Ana’s Portfolio

Hi, my name is Ana Muñoz. Welcome to my public portfolio, where I share my data science skills.

I’m a physics engineer and a data science masters student at ITAM. I have a deep interest in science and the understanding of the world, and also shearing that knowledge.

Here you can find my CV in Spanish and in English where you can see mostly my academic career and associative life.

📫 How to reach me: ana.clavius@gmail.com

On this portfolio currently you can find 6 projects:

Project 1 – Crop Remote Sensing:

Wheat is one of the most important crops to feed the population. Regardless of its iportance, obtaining global estimates of the total amount of wheat being cultivated each year before the harvest season is difficult due to lack of quality data. Recently, machine learning methods relying on satellite imagery have been explored for this purpose. This work focuses on the use of deep learning techniques and in particular on transfer learning methods for predicting winter and spring wheat production based on remote satellite data and agricultural nacional statistics on the US territory.

The results compared to the state of the art, show an overall better performance in various metrics. Additionally, our results demonstrate that transfer learning to different crops cannot be achieved with our approach.

This work was developed under the supervision of Prof. Dr. Magda Gregorov´a in collaboration with the green spin company.

Project 2 – Brain Tumor Detection:

In this Project we made a CNN capable of classifying 3 kinds of brain tumors. We arrived at really good accuracies for the 3 classes, from 85% to 99%. Additionally, we developed a CNN to mask the area of the tumor on the images.

Project 3 – Music Data Analysis:

We were curious about what makes a song a “great song”. To answer this question we worked with two datasets. The first one is a Spotify database that we found in Kaggle which contains more than 160,000 songs with all kinds of metrics about the song (name, author, bpm, acousticness, and more), the second one contains the 500 greatest songs of all time according to the Rolling Stones magazine. This second dataset just contains the name of the song, the artist and the year of release.

Our goal was to join these two datasets into one and to incorporate the information of the Spotify variables into the top 500 songs. With this new information, we made an analysis to compare if there were any differences between an average song in Spotify in comparison to the top 500.

Project 4 – Movie Clustering and Movie Revenue Prediction:

This project is subdivided into two smaller ones, the first is an unsupervised machine learning algorithm that makes clusters of movies to make recommendations that are similar to an specific movie. The second one is a predictor of how much revenue a movie will make. For this second problem I use several models like nearest neighbor, decision tree, random forest, linear regression and more. The code is built in Python.

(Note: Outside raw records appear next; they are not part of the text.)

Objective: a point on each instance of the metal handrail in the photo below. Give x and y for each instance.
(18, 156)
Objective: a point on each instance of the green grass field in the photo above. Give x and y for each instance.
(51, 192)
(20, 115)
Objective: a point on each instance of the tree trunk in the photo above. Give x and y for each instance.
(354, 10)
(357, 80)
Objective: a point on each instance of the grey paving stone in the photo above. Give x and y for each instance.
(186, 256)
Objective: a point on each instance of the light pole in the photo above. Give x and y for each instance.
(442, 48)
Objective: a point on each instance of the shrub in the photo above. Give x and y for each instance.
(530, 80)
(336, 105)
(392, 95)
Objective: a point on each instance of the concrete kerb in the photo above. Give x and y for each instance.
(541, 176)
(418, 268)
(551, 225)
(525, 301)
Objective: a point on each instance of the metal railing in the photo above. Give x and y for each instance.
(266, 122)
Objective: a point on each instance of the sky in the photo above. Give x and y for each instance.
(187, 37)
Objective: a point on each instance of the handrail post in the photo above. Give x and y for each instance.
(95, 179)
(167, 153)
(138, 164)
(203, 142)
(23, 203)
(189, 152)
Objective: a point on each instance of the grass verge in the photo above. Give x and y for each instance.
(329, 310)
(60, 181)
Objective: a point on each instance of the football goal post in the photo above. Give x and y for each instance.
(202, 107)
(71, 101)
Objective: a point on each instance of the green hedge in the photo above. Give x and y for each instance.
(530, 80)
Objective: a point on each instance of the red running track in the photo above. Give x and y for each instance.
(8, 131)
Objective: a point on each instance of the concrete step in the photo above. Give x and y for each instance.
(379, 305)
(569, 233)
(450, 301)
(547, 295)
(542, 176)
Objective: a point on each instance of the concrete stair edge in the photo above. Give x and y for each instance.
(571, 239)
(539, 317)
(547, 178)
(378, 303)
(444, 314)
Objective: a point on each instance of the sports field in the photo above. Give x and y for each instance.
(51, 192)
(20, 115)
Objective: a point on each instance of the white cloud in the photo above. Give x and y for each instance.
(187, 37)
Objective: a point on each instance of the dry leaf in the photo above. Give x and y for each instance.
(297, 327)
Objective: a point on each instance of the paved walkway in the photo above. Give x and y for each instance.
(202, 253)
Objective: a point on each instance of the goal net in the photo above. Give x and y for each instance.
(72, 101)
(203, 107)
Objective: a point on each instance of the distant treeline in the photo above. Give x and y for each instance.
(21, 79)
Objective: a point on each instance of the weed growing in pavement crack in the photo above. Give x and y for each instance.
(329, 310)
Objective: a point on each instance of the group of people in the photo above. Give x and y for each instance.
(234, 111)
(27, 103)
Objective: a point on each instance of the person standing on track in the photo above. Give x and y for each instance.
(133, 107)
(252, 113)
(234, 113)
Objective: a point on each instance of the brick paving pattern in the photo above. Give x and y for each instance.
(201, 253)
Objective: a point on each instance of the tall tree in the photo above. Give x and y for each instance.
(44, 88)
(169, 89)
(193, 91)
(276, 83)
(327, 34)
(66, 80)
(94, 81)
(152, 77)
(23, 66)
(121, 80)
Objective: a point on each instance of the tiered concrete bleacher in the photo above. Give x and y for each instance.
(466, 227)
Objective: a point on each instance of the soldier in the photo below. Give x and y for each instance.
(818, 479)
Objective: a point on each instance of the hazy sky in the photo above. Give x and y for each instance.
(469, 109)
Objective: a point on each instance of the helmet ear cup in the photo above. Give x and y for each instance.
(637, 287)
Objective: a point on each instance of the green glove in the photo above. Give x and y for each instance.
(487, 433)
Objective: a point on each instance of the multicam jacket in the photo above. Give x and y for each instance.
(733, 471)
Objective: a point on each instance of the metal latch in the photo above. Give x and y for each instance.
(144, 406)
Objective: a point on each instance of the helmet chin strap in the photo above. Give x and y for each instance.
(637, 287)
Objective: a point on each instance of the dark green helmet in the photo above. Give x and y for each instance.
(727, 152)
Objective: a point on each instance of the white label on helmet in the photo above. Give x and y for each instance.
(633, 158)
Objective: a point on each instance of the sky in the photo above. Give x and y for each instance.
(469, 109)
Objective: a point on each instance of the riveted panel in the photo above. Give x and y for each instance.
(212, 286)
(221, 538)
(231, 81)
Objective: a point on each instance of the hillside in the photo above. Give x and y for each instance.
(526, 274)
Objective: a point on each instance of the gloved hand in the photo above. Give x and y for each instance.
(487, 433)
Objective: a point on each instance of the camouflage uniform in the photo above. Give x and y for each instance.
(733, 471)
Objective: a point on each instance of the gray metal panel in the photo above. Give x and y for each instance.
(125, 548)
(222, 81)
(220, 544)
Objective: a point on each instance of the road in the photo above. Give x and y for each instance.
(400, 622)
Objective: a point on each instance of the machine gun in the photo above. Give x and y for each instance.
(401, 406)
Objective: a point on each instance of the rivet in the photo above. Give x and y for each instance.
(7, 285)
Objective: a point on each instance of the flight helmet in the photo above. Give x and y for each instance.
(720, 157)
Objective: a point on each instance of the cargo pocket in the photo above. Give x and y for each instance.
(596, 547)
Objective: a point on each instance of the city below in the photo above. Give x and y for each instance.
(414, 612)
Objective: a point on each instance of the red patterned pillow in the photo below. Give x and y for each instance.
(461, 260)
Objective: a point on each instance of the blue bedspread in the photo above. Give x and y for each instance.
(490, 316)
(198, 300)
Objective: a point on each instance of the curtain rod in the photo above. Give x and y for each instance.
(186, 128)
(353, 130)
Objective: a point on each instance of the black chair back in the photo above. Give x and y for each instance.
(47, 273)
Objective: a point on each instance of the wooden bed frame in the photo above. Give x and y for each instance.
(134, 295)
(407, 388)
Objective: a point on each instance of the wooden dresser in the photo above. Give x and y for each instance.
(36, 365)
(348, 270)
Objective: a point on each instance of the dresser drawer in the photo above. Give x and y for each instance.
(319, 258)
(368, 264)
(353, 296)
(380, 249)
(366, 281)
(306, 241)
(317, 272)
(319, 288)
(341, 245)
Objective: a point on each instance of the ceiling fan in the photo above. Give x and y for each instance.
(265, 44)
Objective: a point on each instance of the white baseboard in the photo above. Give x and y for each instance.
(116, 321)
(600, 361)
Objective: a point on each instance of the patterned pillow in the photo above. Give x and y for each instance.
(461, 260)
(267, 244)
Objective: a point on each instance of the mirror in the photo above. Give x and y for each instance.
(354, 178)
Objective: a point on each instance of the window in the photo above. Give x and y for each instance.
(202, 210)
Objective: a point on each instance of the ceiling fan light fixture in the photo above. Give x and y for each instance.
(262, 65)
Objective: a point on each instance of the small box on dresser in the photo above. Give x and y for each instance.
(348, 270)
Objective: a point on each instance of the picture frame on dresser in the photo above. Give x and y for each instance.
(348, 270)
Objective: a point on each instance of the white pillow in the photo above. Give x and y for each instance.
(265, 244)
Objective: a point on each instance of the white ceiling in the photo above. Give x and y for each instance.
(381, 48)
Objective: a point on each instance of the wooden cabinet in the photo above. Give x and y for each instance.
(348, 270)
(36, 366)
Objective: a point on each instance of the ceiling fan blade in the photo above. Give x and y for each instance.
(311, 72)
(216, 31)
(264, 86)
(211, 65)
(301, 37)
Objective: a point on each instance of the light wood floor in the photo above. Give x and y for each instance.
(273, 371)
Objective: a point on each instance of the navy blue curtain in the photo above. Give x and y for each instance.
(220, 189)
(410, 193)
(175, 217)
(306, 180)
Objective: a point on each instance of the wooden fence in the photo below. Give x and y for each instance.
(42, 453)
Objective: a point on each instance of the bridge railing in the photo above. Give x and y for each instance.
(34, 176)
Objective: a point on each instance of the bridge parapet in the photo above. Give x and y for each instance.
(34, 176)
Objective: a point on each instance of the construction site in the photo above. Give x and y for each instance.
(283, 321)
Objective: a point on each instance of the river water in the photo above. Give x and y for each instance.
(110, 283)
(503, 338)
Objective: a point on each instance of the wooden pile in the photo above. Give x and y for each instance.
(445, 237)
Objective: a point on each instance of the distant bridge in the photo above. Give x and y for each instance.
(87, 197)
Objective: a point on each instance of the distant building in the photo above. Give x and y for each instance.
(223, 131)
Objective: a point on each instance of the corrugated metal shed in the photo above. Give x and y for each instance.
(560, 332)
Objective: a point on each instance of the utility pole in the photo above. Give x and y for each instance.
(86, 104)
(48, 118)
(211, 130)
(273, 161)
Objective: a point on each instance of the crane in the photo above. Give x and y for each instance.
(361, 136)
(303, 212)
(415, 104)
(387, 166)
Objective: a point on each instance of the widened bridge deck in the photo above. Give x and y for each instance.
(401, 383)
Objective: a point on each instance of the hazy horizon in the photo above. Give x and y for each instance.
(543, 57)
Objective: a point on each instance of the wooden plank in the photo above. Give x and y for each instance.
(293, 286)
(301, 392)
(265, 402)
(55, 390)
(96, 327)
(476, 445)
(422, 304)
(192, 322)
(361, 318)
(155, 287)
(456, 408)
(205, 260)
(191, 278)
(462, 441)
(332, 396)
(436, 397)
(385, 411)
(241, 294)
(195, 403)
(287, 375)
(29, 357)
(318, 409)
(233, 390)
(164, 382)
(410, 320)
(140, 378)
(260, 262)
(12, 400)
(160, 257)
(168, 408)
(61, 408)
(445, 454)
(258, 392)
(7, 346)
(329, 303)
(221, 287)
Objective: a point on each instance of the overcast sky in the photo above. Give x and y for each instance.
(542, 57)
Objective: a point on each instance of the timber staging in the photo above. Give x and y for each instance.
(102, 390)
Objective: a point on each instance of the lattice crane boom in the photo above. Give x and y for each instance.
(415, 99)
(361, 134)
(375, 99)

Project 5 - Hotel Cancellations Predictor:

On this project I make use of machine learning models such as linear regression with lasso and random forest to make a prediction if a hotel reservation is going to be canceled or not. The code is built in R.

Project 6 – Analysis of coding and non-coding DNA:

On this project I apply the multifractal theory to make an analysis of the complexity of the coding and non-coding DNA. But first, I justify the use of this theory by showing that the DNA presents a multifractal structure. The code is built in Python. Here I show my maths and coding skills applied to solve a specific problem, in this case a bioinformatics one.